In recent months I've gone through prints from the 1970s, 1980s and 1990s. Most of those I have tossed (actually, those I have put in a box to be tossed) are of people who once were friends but who have drifted away. Some I am Facebook friends with, and I have tossed fewer of those than I have of people whose whereabouts I don't know and really have little desire to know. I tend to keep pictures of friends who have passed away. If I knew how to contact their surviving family, I might offer the prints to them, but in some cases they have no surviving blood relatives. Most of them are people my children have never met, and unless they desire at some point in the future to reconstruct my life year by year, they will have no burning interest in who these people are.
That brings me to my river photos of the digital era. To get a good photo, you need to take a dozen. If you are disciplined and frugal, you keep the ones you really like and delete the rest. My problem is that I really like too many of them, even when there are only minor differences from one shot to the next.

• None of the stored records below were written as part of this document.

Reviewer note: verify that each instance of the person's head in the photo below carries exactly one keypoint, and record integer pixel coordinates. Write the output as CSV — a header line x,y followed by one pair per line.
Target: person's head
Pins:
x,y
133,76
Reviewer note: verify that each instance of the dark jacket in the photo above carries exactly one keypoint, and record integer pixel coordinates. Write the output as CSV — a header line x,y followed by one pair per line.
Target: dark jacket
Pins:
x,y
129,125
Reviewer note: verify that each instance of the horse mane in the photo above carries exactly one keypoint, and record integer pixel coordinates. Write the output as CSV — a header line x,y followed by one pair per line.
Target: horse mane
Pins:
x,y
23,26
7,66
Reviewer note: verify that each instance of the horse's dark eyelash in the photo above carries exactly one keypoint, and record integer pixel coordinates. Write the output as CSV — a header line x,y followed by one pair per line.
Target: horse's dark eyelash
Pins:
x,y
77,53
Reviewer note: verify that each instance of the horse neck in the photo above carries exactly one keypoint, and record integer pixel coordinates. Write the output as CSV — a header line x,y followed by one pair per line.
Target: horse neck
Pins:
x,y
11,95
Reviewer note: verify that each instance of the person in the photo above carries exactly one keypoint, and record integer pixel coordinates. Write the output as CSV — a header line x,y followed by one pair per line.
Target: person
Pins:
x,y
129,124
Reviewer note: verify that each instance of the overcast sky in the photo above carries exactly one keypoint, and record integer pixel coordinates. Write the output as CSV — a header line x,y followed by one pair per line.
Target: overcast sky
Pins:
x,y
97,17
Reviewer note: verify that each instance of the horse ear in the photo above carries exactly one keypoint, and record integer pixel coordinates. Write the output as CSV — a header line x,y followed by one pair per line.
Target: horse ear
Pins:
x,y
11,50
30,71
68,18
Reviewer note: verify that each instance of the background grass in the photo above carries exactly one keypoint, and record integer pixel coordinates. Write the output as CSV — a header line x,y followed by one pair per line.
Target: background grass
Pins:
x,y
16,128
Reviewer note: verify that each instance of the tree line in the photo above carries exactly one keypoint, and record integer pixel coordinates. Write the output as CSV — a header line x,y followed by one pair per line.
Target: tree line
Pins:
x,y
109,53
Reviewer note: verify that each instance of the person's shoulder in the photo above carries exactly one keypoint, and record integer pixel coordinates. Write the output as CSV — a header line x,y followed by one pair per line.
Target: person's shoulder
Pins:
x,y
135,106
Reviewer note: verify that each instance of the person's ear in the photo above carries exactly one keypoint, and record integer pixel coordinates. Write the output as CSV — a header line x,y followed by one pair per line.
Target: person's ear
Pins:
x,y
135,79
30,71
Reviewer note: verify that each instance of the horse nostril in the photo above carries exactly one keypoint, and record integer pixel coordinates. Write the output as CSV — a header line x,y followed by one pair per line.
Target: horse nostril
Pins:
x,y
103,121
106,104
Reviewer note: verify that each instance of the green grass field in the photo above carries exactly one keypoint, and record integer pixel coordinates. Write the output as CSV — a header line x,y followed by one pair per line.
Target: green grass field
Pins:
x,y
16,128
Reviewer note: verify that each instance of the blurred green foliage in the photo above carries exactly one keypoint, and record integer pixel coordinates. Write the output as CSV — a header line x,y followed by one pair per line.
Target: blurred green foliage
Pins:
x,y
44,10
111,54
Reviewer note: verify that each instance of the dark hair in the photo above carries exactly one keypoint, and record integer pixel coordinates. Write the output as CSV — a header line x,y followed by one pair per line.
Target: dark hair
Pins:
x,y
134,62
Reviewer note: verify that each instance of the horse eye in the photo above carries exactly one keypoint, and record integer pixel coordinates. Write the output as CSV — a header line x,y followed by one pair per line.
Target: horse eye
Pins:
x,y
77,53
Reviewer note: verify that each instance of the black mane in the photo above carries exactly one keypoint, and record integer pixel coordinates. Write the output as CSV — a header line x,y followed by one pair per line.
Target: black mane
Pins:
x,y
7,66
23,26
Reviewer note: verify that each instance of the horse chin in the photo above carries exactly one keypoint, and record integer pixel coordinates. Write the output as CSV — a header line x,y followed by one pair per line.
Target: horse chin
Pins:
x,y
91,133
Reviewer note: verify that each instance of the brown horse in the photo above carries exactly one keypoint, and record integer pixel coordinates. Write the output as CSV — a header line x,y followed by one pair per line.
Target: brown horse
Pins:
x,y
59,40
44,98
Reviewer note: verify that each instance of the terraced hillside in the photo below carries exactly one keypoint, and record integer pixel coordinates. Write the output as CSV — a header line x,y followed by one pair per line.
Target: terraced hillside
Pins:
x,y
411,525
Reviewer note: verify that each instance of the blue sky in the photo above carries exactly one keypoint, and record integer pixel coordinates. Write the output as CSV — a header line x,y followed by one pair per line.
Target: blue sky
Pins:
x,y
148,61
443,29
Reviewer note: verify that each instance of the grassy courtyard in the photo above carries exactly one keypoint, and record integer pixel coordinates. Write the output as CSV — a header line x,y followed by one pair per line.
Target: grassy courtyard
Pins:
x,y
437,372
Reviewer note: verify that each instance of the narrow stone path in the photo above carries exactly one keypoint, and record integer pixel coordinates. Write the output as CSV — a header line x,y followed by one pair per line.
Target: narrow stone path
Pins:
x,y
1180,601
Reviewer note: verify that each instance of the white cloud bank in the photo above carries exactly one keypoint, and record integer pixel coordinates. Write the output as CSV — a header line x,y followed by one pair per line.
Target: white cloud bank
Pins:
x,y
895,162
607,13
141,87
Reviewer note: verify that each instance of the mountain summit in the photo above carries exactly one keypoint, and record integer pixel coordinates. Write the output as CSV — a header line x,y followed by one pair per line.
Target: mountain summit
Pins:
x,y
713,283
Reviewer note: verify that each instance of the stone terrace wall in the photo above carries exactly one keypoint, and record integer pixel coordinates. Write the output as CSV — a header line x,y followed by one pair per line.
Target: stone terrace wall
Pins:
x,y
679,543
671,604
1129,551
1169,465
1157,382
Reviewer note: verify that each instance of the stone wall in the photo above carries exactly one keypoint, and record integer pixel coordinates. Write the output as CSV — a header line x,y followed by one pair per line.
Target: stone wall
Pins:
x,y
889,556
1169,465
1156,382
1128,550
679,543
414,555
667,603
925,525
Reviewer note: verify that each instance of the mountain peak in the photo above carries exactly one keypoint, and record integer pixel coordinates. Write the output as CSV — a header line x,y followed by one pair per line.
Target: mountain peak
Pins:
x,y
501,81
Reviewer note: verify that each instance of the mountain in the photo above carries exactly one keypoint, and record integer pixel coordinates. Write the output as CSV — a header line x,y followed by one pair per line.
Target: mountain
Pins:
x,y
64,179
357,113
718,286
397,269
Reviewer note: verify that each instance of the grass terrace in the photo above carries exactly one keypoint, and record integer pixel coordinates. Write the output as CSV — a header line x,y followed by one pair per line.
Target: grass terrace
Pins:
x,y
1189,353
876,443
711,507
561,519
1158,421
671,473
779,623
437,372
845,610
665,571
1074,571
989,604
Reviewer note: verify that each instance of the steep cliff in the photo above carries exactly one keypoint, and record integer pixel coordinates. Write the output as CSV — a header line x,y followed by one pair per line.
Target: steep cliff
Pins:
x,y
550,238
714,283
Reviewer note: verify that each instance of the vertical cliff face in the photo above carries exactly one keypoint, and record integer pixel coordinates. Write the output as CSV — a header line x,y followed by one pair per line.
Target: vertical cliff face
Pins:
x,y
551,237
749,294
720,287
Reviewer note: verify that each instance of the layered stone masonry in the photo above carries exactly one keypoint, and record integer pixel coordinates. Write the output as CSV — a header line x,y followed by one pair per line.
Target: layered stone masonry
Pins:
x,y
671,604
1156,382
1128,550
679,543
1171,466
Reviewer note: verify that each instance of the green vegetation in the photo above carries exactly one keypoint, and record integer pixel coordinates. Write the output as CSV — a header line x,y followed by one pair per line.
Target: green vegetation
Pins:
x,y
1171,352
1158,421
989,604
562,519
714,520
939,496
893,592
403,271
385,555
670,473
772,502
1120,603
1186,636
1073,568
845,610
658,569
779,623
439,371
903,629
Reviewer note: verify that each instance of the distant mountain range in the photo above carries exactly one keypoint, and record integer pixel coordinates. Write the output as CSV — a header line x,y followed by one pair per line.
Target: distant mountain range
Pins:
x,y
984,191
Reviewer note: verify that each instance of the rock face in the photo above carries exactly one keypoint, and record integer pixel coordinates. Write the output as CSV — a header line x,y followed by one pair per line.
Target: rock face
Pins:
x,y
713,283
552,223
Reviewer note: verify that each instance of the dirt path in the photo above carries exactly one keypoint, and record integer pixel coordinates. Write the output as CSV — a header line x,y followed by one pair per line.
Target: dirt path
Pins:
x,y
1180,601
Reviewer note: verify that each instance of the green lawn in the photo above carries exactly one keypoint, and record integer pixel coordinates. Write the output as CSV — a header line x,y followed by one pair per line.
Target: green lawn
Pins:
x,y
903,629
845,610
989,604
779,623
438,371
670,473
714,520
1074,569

Here are three pictures I took in November and December of last year.
In the second one, dark was setting in and I failed to adjust my camera settings accordingly.
The third one was just off, perhaps because the image was not as sharp as it could have been.
Before deleting them (which I have yet to do), I decided to play with each image for a couple of minutes to see how they turned out. This is what I got.
Maybe they work better now, and maybe I'll keep them.
Instead of deleting 10,000 pictures, I probably could save up some money and go out and buy another hard drive and let my heirs worry about what to do with all of them. Yeah, that's what I'll do.